Radical Forgiveness
Monday, April 12, 2010
To truly forgive is to engage in radical
forgiveness. What does that mean? It has to do with the recognition
of error or sin as entirely human and even universal. This is
what Jesus meant when he said that "all have sinned and
fall short of the glory of God."
Many people think that forgiveness is some
kind of generosity toward sinners. People sin, and we see it
as purposeful, yet we decide to grant a suspension of bad feelings
toward that person. In other words, they knowingly and willingly
did evil, but we are so good and generous that we stop condemning
them - even though we would never do such a thing. What arrogance!
Even most Christians do not really remember
nor understand the words of Jesus: "Why do you look at the
speck of sawdust in your brother's eye and pay no attention to
the plank in your own eye?" In reality, we can only morally
condemn others when we hold ourselves as morally superior. Forgiveness
is not a generosity of soul towards others, but a recognition
that we sin too - that "all have sinned and fall short of
the glory of God."
What is Forgiveness?
To understand true forgiveness, we have
to acknowledge our own failings - there is no other way. If you
pretend that you are perfect, then you cannot understand the
imperfection of others. When you understand that you have made
mistakes - that you have sinned - then you can start to forgive.
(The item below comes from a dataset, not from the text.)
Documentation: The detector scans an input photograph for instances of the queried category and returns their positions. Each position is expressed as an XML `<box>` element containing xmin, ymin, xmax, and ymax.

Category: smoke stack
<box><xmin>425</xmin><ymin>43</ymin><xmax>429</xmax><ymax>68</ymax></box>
Think back for a moment to anything in
your past that you now call a mistake. This can be an action
against others, whether a theft, a lie, or even something as
simple as a rude comment. It can be a belief that was wrong and
could have lead to harmful consequences - something that you
have now changed your mind about. Now try to recall if you did
this thing or believed in that idea because you desired to do
evil.
Chances are good that even prior to the
worst thing you have done in your life you do not recall waking
up and thinking to yourself, "How will I do evil today?"
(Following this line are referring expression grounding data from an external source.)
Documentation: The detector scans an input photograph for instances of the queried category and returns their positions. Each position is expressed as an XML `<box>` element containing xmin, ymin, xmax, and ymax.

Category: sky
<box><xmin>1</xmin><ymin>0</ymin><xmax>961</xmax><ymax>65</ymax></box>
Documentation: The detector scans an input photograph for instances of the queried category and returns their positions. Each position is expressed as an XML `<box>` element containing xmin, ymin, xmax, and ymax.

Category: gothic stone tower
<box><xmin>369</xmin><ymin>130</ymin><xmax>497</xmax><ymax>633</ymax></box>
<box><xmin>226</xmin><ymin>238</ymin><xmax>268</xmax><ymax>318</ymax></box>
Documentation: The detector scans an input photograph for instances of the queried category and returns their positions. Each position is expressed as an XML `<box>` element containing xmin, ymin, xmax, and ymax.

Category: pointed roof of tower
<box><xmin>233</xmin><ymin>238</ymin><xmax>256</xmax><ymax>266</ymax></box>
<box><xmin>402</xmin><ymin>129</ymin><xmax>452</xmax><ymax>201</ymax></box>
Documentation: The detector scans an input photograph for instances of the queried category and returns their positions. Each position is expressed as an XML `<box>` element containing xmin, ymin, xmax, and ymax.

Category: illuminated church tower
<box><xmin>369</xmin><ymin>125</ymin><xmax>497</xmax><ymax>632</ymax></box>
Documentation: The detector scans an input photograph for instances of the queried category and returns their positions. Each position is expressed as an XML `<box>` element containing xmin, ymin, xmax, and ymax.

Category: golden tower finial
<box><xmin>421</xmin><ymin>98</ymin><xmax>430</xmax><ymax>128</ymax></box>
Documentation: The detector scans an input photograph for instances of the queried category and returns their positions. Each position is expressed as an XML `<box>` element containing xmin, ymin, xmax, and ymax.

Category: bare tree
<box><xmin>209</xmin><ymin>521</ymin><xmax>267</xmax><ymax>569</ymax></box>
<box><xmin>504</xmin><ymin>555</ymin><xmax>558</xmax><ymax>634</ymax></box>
Think back and you will see that you acted and thought from ignorance,
from pain, and perhaps from mistaken ideas about how people "deserved"
what pain you caused them. I suspect that you will never recall
a time when you made a mistake because you considered the options
and decided that you wanted to be evil. And yet evil is sometimes
what you have done and what you will do.
What reason could you possibly have for
thinking that others are somehow unlike you, and that they chose
to do evil in full knowledge of the evil they were doing at the
moment they were doing it? The only thing that explains this
is the blindness to your own failings and the ignorance, pain
and mistaken ideas that they came from. See this truth, and forgiveness
of others is no longer a matter of generosity, but a simple recognition
of human frailty. We all fail.
Radical forgiveness, then, gets to the
root of the matter, which is what radical means. It gets to the
truth of what we call evil, which is that all people - even those
we call good and those we call ourselves - are capable of acting
out of pain, out of bad ideas and beliefs, and out of ignorance.
When you see the pain or ignorance on your own actions and thoughts
- and the regrets, sadness and consequences that result - you
cannot help but forgive and feel for those "other"
humans who are just as flawed as you.
Radical forgiveness does not excuse the
sin - evil is evil, and should be seen as such. And it does not
mean that we should ignore the danger from those who are most
trapped in their ignorance and pain. It simply means that we
can see - if we want to - the truth of their common humanity,
and the truth that but for the grace of God or insight or whatever
you want to call it - we could be there too.
And now to the practical side of radical,
forgiveness: If you still cannot get past the condemnatory feelings
you have towards those who sin, think of the wrongs committed
by those who you love - your mother, your father, your brother,
your son or daughter. You forgive and love them still, for all
their flaws. Think of that, and the fact that even those who
do the greatest evil are someone's mother, father, brother or
daughter.
To forgive is not a gift to the sinner
- it is an embracing of the truth.
Note: I don't like to add to these posts after the
fact, preferring to leave them as my thoughts at the time, whether
or not my thinking later changes. But in this case I have to
add one more thought: To forgive - in the ordinary way the word
is used - is arrogant - a claim of moral superiority. To "give"
forgiveness implies prior condemnation. Perhaps radical forgiveness
does not involving forgiving at all. It might mean to never condemn
in the first place, and then there is no need to forgive.